Cette année, mon nouveau challenge professionnel, c’est de devenir biographe.
Pourquoi ? Comment ? Pour quand ? Éléments de réponse pour savoir où j’en suis et où je vais.
Un court parcours de vie
Je n’ai jamais trop cru au hasard. Peut-être parce que mes expériences avec lui sonnaient comme des évidences. Tout ce que je dois au hasard laisse un goût d’évidence, de logique, de « c’était écrit ».
Il faut dire aussi que j’ai toujours aimé l’écriture. La poésie, le théâtre, les belles tournures de phrase, les expressions désuètes, l’origine des mots… De là à aimer écrire, il n’y a qu’un pas.
Un pas, que j’ai pourtant mis plusieurs années à franchir. Enfin pas tout à fait.
Écrire, se l’avouer et l’affirmer
Le constat est simple, j’aime lire et j’aime écrire. L’un va avec l’autre.
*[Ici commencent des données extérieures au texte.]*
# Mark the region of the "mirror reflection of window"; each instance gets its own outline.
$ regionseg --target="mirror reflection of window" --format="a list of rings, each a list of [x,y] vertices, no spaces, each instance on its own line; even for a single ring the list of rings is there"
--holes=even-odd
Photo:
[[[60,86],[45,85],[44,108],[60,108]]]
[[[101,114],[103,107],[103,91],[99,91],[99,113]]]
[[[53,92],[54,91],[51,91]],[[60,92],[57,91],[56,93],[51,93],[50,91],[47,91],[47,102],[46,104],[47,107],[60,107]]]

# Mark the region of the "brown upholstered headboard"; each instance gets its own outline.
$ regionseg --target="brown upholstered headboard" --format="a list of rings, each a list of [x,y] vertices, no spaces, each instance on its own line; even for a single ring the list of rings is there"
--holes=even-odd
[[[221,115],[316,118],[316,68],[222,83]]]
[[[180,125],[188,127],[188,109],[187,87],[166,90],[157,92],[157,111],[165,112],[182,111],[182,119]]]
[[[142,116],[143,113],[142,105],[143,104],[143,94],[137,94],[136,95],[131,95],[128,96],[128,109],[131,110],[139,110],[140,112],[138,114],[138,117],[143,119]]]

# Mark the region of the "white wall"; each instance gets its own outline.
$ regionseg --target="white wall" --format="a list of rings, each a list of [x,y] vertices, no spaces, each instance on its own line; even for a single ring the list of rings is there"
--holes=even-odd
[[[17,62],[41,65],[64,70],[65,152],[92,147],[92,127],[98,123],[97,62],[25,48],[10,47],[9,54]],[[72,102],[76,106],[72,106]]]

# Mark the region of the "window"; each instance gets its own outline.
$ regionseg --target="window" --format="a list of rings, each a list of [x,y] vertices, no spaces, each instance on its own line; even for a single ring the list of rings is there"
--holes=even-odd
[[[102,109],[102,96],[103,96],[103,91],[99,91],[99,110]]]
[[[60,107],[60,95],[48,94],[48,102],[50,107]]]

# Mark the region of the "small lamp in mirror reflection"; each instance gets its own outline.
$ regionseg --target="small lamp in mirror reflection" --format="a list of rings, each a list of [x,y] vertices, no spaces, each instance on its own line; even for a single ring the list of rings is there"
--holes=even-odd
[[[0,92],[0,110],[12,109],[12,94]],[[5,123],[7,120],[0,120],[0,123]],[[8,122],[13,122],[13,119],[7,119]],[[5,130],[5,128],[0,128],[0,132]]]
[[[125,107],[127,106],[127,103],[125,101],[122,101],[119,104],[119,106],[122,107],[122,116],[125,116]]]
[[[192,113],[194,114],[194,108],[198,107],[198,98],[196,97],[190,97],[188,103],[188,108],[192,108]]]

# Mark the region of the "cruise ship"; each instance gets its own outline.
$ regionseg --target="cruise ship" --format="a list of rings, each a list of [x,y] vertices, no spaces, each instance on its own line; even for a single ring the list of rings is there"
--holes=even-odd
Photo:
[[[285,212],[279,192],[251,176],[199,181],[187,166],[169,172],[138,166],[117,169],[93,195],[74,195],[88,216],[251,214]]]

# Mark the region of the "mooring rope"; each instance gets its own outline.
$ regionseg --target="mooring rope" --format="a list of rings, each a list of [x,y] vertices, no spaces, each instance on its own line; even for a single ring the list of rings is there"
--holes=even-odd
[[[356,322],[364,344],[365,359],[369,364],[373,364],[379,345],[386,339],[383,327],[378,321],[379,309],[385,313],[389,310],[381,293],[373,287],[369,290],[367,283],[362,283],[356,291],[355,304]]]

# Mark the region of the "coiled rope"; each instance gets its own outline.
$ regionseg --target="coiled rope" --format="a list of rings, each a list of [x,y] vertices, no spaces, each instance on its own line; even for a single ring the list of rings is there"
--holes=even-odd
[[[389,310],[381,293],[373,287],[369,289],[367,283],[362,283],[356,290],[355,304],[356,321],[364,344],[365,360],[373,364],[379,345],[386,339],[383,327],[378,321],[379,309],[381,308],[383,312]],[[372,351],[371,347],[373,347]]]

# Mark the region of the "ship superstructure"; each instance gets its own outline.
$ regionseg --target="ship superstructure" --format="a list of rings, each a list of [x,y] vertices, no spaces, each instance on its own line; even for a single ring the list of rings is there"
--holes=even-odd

D’aussi loin que je me souvienne, j’écris sur des cahiers, des feuilles, un journal intime. Mais, j’écris aussi et surtout dans ma tête.
Sitôt allongée, les histoires défilent. Les personnages, les situations, les discours, la machine s’amorce et le sommeil s’éloigne. Progressivement, j’essaie d’écrire mieux dans ma tête. Je me souviens de nuits à buter des heures durant sur une tournure de phrase, sur un mot, une définition. Je sens encore cette sensation de manque, lorsqu’il existe un mot pour cette définition, mais que je ne le connais pas. Et, au matin, plus rien. Comme réveillée d’un rêve lointain, je me souviens de fragments, toutefois pas davantage. À croire que le soleil efface toute cette inspiration nocturne.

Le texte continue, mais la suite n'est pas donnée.